In a literal way, the clothes themselves also follow this theme that binds the back-to-the-front idea to its logical conclusion. A black pinstripe pantsuit has the jacket only with backside and vent in the front and the back (a pullover jacket), a wool plaid coat is an inside out of the actual coat with the black lining as now the main fabric and a denim jacket and jeans are, yes, inside out showing the knowledge as the outside. The design team also turned a black felt wool dress inside out. Even the EastPak backpacks have double-sided ‘back’ straps.

MM6 Maison Margiela

This theme of this MM6 film and the clothes tread on the familiar design territories laid out long ago by Martin Margiela with the deconstruction of actual garments to reveal their inner structures with the first show for Spring 1989.

While paying homage to Martin Margiela’s work, this film show and the clothes lack the rawness that makes the founder’s collection during his times revolutionary and served then as counterpoints to traditional couture. The design team merely replicates the past and past ideas with an array of new clothes but fails to add new ideas to these new clothes.

Worse, there are no suggestions of how Martin Margiela’s ideas can be evolved and change differently, more than just another set of commercial garments made for another season.

Emilio Pucci opened his first boutique in Capri, the sea and sun destination, for his bright and colorful design that started when he launched his company in 1947.

Emilio Pucci

Now, the current design team carried on this tradition. The idea is of the lights of summer for a winter resort collections of tunics, quilted bomber jackets, pleated dresses, chiffon shifts, knitted mohair jacquard polo, and bodysuits made again in the hues of the original Cervinia, Specchi, Clessidra, Nuages, and Nappine heritage prints of the house. This commercial collection features a bright yellow wool coat paired with a light print tight jumpsuit.

Once the masters of grandiose mega shows, the designer Philipp Plein has indeed scaled down everything about his business. This new virtual reality presentation is another accommodation to this new reality.
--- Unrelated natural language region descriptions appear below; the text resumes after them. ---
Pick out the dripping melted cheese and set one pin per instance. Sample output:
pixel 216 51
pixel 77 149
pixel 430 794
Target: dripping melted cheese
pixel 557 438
Or now a virtual reality short film for the fall season has replaced those long gone mega shows. The new format is an inventive use of new technology in the service of fashion in a time of change. Antoni Tudisco is the mastermind behind this futuristic animation. The rapper Snoop Dogg featured in the video and made the soundtrack music with a special remix of ‘Drop it Like it’s Hot.’ Think a few metallic skeletons to show off the new eyewear or the new Mega Star sneakers or Phantom Kicks handbags in place of a slate of supermodels.

Meanwhile, the reality of the clothes that Plein offers for fall isn’t bad. They are full of merchandise types that Plein has always pushed for his collection regardless of locations or seasons of shows.

This time the puffer coats, the slim short dress, the fitted suits, the hoodies, the parkas, the tracksuits, the bikers, the faux furs coats, the evening dresses all came in the colorful mixtures of psychedelic prints, black and white tie-dyed, tartans, gold, and pink sequins, gold metallic and prints fabrics. There is even a black leather biker with Bugs Bunny embroidered in the back.

Plein’s fashion is very particular and for a specific audience. But like it or not, it’s hard to dismiss the designer’s optimism despite difficulties. That is what fashion should be able to achieve.